Foundational beta-blocker benefits for HF and unique evidence of efficacy in HF patients with AF;

 

   

The only drug therapy approved for AF in HF patients with LVEF ³ 40%.

We have exclusive development and commercial rights for Gencaro in all indications. We have an international patent portfolio for Gencaro in the United States, the European Union, or EU, and other major markets, as well as new chemical entity status, which we believe will give us a strong intellectual property position to approximately 2031 in the United States and approximately ten years from approval in the EU. Additional issued and pending patents have the potential for longer exclusivity in these and other markets. We have developed a laboratory platform to perform the genetic test that was approved by FDA for use in the Phase 2B clinical trial. We retain all rights to this test platform which we expect to use in future clinical trials, and which we believe could be used for commercialization.

To support the continued development of Gencaro, including the planned PRECISION-AF clinical trial, we will need additional financing to fund the Phase 3 clinical trial and our general and administrative costs through its projected completion. Considering the substantial time and costs associated with the development of Gencaro and the risk that we may be unable to raise a significant amount of capital on acceptable terms, we are also pursuing co-development and commercialization partnering opportunities with large pharmaceutical and/or specialty pharmaceutical companies and may pursue a strategic combination or other strategic transactions. If we are delayed in obtaining financing or are unable to complete a strategic transaction, we may discontinue our development activities on Gencaro or discontinue our operations.

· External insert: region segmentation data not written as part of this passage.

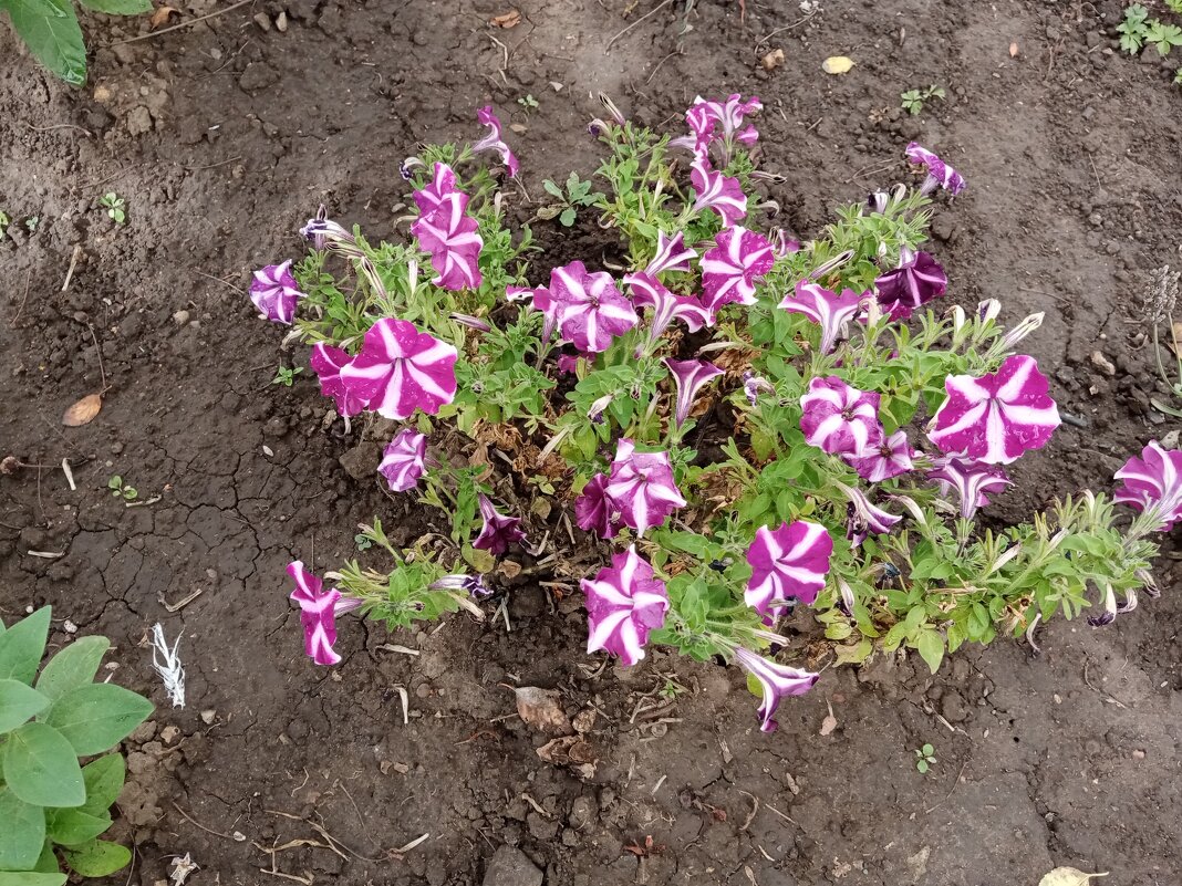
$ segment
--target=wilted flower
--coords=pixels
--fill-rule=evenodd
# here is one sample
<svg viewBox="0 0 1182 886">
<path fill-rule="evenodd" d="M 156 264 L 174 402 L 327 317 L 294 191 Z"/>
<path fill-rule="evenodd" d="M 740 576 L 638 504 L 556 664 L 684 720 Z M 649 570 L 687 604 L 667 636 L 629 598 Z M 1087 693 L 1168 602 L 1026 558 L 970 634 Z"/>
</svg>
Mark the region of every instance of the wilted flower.
<svg viewBox="0 0 1182 886">
<path fill-rule="evenodd" d="M 337 589 L 325 591 L 324 582 L 296 560 L 287 565 L 287 574 L 296 581 L 291 599 L 299 604 L 304 625 L 304 652 L 320 665 L 340 660 L 332 645 L 337 641 L 337 615 L 355 610 L 362 601 L 342 597 Z"/>
<path fill-rule="evenodd" d="M 521 517 L 505 516 L 496 510 L 487 495 L 480 496 L 480 516 L 485 519 L 485 525 L 480 527 L 480 534 L 472 542 L 474 548 L 500 556 L 509 549 L 509 545 L 525 541 Z"/>
<path fill-rule="evenodd" d="M 989 503 L 989 495 L 1012 486 L 1006 471 L 995 464 L 986 464 L 975 458 L 944 456 L 928 471 L 931 480 L 940 481 L 941 491 L 948 495 L 956 490 L 961 503 L 961 516 L 972 520 L 978 508 Z"/>
<path fill-rule="evenodd" d="M 772 269 L 772 245 L 740 226 L 714 237 L 716 246 L 702 255 L 702 304 L 712 315 L 723 305 L 755 304 L 755 280 Z"/>
<path fill-rule="evenodd" d="M 838 295 L 819 284 L 798 280 L 795 294 L 785 295 L 780 307 L 788 313 L 804 314 L 820 326 L 817 350 L 829 353 L 844 334 L 846 324 L 858 313 L 863 298 L 853 289 L 843 289 Z"/>
<path fill-rule="evenodd" d="M 877 391 L 859 391 L 837 376 L 814 378 L 800 398 L 805 442 L 833 455 L 866 455 L 883 441 Z"/>
<path fill-rule="evenodd" d="M 878 304 L 892 320 L 905 320 L 911 312 L 944 294 L 948 276 L 940 262 L 924 252 L 900 249 L 898 267 L 875 280 Z"/>
<path fill-rule="evenodd" d="M 665 359 L 664 365 L 669 367 L 674 380 L 677 383 L 677 405 L 674 409 L 674 424 L 681 428 L 689 418 L 689 410 L 694 405 L 694 399 L 702 385 L 712 379 L 725 374 L 722 370 L 713 363 L 706 360 L 673 360 Z"/>
<path fill-rule="evenodd" d="M 810 605 L 825 587 L 833 539 L 818 523 L 797 520 L 772 530 L 761 526 L 747 548 L 752 574 L 743 600 L 759 614 L 775 619 L 795 597 Z"/>
<path fill-rule="evenodd" d="M 611 558 L 593 581 L 579 582 L 586 597 L 587 652 L 603 650 L 631 666 L 644 658 L 649 631 L 664 625 L 669 593 L 636 546 Z"/>
<path fill-rule="evenodd" d="M 735 647 L 734 657 L 740 667 L 759 680 L 764 691 L 764 701 L 759 705 L 759 716 L 762 721 L 759 728 L 764 732 L 774 732 L 779 725 L 775 722 L 775 709 L 780 706 L 781 698 L 803 696 L 820 679 L 819 673 L 777 664 L 742 646 Z"/>
<path fill-rule="evenodd" d="M 427 471 L 427 435 L 407 428 L 400 431 L 382 454 L 377 473 L 387 478 L 390 489 L 404 493 L 418 486 Z"/>
<path fill-rule="evenodd" d="M 309 359 L 320 378 L 320 393 L 332 397 L 337 404 L 337 413 L 345 418 L 357 415 L 368 405 L 368 402 L 350 390 L 340 377 L 340 370 L 352 363 L 352 359 L 348 352 L 323 341 L 312 345 L 312 356 Z"/>
<path fill-rule="evenodd" d="M 385 317 L 365 333 L 361 353 L 340 369 L 340 379 L 350 396 L 384 418 L 402 421 L 416 409 L 435 415 L 455 397 L 457 356 L 413 323 Z"/>
<path fill-rule="evenodd" d="M 296 286 L 291 260 L 282 265 L 268 265 L 255 271 L 251 280 L 251 301 L 259 308 L 259 315 L 271 323 L 291 325 L 296 319 L 296 304 L 304 293 Z"/>
<path fill-rule="evenodd" d="M 922 194 L 930 194 L 937 187 L 953 196 L 965 190 L 965 177 L 918 142 L 907 146 L 907 158 L 928 169 L 928 177 L 920 188 Z"/>
<path fill-rule="evenodd" d="M 626 437 L 616 444 L 606 494 L 619 508 L 624 525 L 637 535 L 661 526 L 673 512 L 686 507 L 673 478 L 669 454 L 637 452 Z"/>
<path fill-rule="evenodd" d="M 907 442 L 907 431 L 902 428 L 885 438 L 877 448 L 868 449 L 863 455 L 843 456 L 845 463 L 858 471 L 858 476 L 871 483 L 907 474 L 915 467 L 911 457 L 915 450 Z"/>
<path fill-rule="evenodd" d="M 550 272 L 550 298 L 558 302 L 558 326 L 563 338 L 580 351 L 606 351 L 617 335 L 632 328 L 639 318 L 611 274 L 589 273 L 582 261 Z M 537 294 L 534 305 L 537 305 Z"/>
<path fill-rule="evenodd" d="M 1144 512 L 1157 532 L 1167 532 L 1182 520 L 1182 452 L 1162 449 L 1156 439 L 1116 473 L 1123 481 L 1113 499 Z"/>
<path fill-rule="evenodd" d="M 1041 449 L 1059 426 L 1046 376 L 1033 357 L 1007 357 L 980 378 L 949 376 L 946 399 L 928 438 L 944 452 L 989 464 L 1008 464 L 1027 449 Z"/>
</svg>

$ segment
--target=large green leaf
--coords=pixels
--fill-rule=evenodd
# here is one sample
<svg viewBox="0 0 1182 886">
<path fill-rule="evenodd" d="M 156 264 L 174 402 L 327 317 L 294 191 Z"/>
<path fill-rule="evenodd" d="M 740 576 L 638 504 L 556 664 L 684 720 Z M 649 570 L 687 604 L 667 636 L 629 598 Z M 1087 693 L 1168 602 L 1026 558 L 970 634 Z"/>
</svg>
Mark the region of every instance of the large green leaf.
<svg viewBox="0 0 1182 886">
<path fill-rule="evenodd" d="M 93 682 L 110 647 L 111 643 L 105 637 L 74 640 L 45 663 L 41 676 L 37 678 L 37 690 L 54 701 L 71 689 Z"/>
<path fill-rule="evenodd" d="M 71 689 L 41 718 L 69 740 L 84 757 L 102 754 L 126 738 L 148 719 L 151 702 L 129 689 L 91 683 Z"/>
<path fill-rule="evenodd" d="M 33 684 L 50 636 L 50 607 L 43 606 L 0 634 L 0 679 Z"/>
<path fill-rule="evenodd" d="M 38 61 L 71 86 L 86 82 L 86 45 L 73 7 L 45 0 L 0 0 L 12 26 Z M 50 9 L 53 12 L 50 12 Z"/>
<path fill-rule="evenodd" d="M 0 787 L 0 871 L 27 871 L 45 842 L 45 810 Z"/>
<path fill-rule="evenodd" d="M 26 803 L 60 807 L 86 801 L 78 755 L 61 732 L 45 723 L 26 723 L 5 736 L 0 764 L 8 788 Z"/>
<path fill-rule="evenodd" d="M 63 849 L 61 854 L 66 856 L 66 864 L 83 877 L 106 877 L 131 861 L 130 849 L 106 840 L 91 840 L 89 843 Z"/>
<path fill-rule="evenodd" d="M 50 706 L 35 689 L 14 679 L 0 679 L 0 732 L 8 732 Z"/>
</svg>

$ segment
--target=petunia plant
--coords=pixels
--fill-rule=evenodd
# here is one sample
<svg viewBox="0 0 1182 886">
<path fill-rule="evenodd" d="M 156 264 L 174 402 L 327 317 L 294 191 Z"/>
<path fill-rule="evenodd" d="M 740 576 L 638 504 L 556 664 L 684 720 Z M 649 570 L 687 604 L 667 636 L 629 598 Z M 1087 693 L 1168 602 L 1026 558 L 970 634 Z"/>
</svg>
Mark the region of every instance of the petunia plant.
<svg viewBox="0 0 1182 886">
<path fill-rule="evenodd" d="M 965 643 L 1033 643 L 1060 612 L 1103 624 L 1155 591 L 1152 535 L 1182 516 L 1182 455 L 1157 443 L 1115 500 L 980 522 L 1060 417 L 1017 351 L 1041 315 L 1007 331 L 999 302 L 954 304 L 922 248 L 933 201 L 966 189 L 947 159 L 909 145 L 909 183 L 801 241 L 762 223 L 778 177 L 756 164 L 758 99 L 699 99 L 682 133 L 605 106 L 589 126 L 602 253 L 552 261 L 509 224 L 518 158 L 485 108 L 485 138 L 402 163 L 404 237 L 371 243 L 322 209 L 310 255 L 255 275 L 255 307 L 310 346 L 342 432 L 389 435 L 375 481 L 440 515 L 409 549 L 363 527 L 383 567 L 292 563 L 314 662 L 343 657 L 346 612 L 479 618 L 532 559 L 582 591 L 589 652 L 721 658 L 772 730 L 826 649 L 914 650 L 935 670 Z M 785 633 L 804 611 L 825 638 L 806 651 Z"/>
</svg>

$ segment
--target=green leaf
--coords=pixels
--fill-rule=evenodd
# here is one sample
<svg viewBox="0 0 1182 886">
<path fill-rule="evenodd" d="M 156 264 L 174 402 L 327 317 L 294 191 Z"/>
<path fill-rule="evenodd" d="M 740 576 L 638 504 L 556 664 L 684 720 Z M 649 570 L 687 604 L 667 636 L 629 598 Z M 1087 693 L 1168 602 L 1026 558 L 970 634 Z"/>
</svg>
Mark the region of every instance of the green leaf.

We believe our cash and cash equivalents balance as of December 31, 2019 will be sufficient to fund our operations, at our current cost structure, after giving effect to potential cost reductions, through the end of the third quarter of 2020. We intend to use the net proceeds of the offering to initiate the Phase 3 PRECISION-AF clinical trial for Gencaro, our lead product candidate, and for working capital and general corporate purposes. We believe the amount raised in this offering will allow us to begin pre-trial preparations, such as clinical study drug, clinical site selection, and contract research organization, or CRO, selection and to initiate patient enrollment. While we expect the net proceeds from this offering to extend our cash beyond the end of the third quarter of 2020, the extent to which the net proceeds extends that date is dependent upon the rate that we can accomplish these pre-trial preparations and the rate of patient enrollment.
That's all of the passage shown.